Nebojša Bikić

Personal information
- Full name: Nebojša Bikić
- National team: Yugoslavia
- Born: 1 July 1975 (age 51) Belgrade, SR Serbia, SFR Yugoslavia
- Height: 2.00 m (6 ft 7 in)
- Weight: 90 kg (198 lb)

Sport
- Sport: Swimming
- Strokes: Freestyle
- Club: PK 11 April

= Nebojša Bikić =

Serbian swimmer (born 1975)

Nebojša Bikić (Небојша Бикић; born July 1, 1975) is a Serbian former swimmer, who specialized in sprint freestyle events. He is a single-time Olympian (2000), a former Serbian record holder in the 50 and 100 m freestyle, and a resident athlete for the April 11 Swimming Club.

Bikic competed in the men's 50 m freestyle, as a member of the former Yugoslavian squad, at the 2000 Summer Olympics in Sydney. He posted a FINA B-standard entry time of 23.55 from the Serbian Open in Belgrade. He challenged seven other swimmers in heat five, including three-time Olympians Allan Murray of the Bahamas and top favorite Richard Sam Bera of Indonesia.

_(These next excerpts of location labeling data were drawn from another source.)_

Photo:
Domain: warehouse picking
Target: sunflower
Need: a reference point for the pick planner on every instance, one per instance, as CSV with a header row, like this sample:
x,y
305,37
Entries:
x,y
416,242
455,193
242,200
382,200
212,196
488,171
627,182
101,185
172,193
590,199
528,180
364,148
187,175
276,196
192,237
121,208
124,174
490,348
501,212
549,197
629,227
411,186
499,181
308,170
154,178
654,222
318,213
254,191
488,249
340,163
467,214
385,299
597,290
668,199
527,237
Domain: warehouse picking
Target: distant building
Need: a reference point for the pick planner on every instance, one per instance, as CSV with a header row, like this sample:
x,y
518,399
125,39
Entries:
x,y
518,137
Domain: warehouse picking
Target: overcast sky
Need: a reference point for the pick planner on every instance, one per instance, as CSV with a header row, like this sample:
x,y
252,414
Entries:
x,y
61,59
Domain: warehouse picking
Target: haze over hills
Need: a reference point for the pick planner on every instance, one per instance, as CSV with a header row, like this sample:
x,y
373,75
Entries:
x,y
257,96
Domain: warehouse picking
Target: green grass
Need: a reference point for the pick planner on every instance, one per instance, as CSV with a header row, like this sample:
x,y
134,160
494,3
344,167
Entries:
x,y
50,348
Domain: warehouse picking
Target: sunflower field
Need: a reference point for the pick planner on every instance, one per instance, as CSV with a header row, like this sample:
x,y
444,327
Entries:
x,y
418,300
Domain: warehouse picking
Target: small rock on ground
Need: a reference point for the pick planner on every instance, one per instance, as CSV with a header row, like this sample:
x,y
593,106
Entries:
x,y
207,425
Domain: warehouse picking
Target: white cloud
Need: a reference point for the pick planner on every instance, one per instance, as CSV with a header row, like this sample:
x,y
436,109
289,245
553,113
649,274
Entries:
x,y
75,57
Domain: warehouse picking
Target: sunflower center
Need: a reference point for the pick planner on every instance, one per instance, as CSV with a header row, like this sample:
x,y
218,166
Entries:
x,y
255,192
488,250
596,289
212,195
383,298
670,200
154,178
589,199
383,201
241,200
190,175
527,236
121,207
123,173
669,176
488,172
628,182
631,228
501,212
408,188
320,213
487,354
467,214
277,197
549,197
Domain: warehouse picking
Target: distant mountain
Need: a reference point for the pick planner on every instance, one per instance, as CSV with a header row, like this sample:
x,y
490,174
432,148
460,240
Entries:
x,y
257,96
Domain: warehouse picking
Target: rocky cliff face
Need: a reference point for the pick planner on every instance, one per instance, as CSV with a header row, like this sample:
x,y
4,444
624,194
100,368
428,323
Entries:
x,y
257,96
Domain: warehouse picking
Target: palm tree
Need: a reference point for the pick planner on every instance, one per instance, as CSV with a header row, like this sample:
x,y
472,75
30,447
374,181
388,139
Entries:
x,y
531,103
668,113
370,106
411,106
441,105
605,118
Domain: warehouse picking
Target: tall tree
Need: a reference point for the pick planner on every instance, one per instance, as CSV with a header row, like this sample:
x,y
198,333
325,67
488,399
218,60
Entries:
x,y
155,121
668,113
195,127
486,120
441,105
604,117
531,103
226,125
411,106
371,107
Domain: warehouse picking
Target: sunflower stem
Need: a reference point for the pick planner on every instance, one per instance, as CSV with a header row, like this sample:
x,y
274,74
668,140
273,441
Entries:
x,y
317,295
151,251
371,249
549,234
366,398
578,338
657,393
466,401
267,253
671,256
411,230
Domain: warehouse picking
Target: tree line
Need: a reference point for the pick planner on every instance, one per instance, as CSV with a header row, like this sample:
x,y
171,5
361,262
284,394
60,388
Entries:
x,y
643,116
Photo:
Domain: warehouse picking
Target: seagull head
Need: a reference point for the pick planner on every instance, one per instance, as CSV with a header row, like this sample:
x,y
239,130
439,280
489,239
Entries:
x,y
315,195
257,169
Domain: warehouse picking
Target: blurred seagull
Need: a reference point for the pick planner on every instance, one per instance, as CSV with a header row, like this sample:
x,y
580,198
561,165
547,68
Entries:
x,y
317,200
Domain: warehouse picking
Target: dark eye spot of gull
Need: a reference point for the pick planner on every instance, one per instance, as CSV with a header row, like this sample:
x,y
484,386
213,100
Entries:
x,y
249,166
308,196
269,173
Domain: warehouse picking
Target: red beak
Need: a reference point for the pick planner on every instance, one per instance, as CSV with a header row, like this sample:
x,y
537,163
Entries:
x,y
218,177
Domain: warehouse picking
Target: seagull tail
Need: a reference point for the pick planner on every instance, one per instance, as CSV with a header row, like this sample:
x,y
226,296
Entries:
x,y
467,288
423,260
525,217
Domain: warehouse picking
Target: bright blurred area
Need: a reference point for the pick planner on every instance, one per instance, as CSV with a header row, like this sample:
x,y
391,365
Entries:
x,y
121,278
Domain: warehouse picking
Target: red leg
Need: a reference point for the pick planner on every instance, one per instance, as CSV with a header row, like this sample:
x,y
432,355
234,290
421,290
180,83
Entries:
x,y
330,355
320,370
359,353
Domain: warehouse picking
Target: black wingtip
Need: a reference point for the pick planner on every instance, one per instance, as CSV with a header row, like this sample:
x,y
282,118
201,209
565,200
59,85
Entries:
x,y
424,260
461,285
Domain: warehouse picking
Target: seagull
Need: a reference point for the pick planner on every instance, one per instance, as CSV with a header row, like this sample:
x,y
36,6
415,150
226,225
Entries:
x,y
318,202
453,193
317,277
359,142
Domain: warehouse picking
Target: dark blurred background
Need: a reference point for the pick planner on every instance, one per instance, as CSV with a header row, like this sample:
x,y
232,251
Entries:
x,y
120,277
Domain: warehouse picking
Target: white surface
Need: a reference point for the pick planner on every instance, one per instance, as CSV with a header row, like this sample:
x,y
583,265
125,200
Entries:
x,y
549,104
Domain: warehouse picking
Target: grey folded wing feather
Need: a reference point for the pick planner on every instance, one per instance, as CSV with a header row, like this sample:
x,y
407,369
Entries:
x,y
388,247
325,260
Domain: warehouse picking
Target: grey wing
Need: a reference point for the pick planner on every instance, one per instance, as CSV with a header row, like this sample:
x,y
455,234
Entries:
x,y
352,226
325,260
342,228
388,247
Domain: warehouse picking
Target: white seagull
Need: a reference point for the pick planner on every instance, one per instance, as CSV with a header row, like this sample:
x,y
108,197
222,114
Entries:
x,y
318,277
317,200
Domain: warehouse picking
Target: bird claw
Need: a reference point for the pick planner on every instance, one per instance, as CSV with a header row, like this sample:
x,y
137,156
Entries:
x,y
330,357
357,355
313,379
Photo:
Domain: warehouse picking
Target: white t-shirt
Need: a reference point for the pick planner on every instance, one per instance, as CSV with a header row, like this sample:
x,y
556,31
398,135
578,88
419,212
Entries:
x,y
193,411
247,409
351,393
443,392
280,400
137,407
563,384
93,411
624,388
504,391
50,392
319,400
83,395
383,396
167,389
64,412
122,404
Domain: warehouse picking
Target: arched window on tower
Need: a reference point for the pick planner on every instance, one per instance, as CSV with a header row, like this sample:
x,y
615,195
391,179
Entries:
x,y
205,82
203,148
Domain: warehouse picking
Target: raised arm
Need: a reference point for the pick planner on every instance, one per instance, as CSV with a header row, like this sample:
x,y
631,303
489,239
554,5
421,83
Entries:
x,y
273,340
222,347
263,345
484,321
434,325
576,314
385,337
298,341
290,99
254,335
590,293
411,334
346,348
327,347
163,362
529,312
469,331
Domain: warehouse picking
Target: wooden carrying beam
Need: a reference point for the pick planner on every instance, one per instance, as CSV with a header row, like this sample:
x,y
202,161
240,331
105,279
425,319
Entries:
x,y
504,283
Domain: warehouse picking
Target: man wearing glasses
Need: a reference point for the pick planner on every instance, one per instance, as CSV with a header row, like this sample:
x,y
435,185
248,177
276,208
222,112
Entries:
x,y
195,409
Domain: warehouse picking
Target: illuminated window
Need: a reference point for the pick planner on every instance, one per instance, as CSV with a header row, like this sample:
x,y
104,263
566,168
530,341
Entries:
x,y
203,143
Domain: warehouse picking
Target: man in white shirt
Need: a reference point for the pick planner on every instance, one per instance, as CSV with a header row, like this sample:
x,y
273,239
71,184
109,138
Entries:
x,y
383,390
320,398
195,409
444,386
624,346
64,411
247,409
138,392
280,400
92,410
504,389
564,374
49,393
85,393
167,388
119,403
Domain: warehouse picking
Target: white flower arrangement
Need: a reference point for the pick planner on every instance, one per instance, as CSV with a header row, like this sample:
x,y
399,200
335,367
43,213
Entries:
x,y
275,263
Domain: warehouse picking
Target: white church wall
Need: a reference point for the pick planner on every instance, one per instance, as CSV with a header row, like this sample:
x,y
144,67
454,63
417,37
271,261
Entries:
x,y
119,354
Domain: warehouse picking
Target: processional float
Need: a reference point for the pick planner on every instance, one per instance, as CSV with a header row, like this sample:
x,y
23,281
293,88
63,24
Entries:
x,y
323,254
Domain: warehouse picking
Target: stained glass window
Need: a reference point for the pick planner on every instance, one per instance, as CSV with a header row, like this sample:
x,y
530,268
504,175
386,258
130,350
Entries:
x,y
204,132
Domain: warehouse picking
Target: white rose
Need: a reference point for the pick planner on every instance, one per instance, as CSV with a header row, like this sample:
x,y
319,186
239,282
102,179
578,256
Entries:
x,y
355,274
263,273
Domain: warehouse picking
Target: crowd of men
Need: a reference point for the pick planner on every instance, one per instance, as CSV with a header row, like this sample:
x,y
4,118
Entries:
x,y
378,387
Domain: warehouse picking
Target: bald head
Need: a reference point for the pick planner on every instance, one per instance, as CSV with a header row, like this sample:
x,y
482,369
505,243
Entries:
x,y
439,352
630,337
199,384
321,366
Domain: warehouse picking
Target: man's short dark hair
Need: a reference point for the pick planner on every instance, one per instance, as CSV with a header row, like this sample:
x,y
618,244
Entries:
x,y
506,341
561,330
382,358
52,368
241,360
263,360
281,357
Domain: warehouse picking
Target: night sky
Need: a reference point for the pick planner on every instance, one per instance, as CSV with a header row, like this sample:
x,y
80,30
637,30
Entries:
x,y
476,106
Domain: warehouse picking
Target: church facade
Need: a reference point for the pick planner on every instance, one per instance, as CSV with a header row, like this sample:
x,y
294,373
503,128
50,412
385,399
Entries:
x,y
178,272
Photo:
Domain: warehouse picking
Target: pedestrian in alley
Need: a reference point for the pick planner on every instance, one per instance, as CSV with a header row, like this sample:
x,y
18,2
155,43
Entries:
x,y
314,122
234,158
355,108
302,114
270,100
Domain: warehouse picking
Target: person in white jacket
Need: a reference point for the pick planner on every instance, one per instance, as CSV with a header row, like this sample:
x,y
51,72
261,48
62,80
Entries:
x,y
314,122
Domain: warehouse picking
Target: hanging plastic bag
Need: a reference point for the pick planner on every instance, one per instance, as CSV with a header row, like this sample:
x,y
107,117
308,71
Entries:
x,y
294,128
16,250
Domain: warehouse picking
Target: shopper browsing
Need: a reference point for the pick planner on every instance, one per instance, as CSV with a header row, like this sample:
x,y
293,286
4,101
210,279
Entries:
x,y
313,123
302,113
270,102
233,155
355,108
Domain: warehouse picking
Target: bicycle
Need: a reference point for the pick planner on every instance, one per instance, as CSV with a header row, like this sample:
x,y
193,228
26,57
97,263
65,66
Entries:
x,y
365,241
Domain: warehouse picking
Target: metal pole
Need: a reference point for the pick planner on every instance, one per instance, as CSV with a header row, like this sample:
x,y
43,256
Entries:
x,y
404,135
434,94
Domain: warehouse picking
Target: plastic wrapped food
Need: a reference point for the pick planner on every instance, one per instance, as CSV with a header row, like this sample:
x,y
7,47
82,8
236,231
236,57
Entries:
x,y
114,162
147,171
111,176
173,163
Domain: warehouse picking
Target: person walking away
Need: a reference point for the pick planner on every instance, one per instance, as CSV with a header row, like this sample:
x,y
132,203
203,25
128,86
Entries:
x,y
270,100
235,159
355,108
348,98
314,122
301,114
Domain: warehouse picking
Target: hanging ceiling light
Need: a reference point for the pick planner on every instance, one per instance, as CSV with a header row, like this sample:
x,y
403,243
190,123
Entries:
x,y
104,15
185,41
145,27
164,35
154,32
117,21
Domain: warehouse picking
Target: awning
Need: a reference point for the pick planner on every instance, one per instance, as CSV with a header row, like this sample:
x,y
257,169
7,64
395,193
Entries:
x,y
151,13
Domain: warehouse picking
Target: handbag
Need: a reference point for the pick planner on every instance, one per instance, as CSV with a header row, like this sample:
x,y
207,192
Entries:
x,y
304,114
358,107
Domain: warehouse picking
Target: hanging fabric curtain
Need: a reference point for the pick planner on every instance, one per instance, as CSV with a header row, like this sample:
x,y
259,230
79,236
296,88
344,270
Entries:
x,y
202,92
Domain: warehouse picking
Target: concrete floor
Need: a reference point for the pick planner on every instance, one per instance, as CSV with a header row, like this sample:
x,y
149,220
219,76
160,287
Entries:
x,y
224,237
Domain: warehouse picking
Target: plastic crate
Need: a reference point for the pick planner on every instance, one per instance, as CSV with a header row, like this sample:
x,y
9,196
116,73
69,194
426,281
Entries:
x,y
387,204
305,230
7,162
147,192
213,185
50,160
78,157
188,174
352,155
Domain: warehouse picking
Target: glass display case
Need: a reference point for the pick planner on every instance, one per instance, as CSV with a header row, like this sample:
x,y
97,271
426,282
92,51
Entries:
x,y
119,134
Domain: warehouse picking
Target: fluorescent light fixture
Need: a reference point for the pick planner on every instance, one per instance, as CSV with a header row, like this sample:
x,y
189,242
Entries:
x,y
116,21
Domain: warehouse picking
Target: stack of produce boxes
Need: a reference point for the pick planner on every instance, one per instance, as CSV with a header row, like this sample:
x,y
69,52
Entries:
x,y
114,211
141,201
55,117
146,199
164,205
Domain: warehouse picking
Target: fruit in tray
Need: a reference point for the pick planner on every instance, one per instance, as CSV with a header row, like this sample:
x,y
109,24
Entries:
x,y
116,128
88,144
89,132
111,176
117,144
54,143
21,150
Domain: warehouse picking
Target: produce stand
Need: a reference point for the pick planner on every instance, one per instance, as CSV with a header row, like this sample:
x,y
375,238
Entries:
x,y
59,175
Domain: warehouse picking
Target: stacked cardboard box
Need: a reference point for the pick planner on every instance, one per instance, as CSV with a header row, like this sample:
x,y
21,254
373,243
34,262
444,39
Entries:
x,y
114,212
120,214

He raced to fourth place by a hundredth of a second (0.01) behind Bera in 23.57. Bikic failed to advance into the semifinals, as he placed forty-third overall in the preliminaries.

Since 2005, Bikic currently resides in the United States, where he works as a manager for St. Mary's Center of Health & Fitness in Reno, Nevada.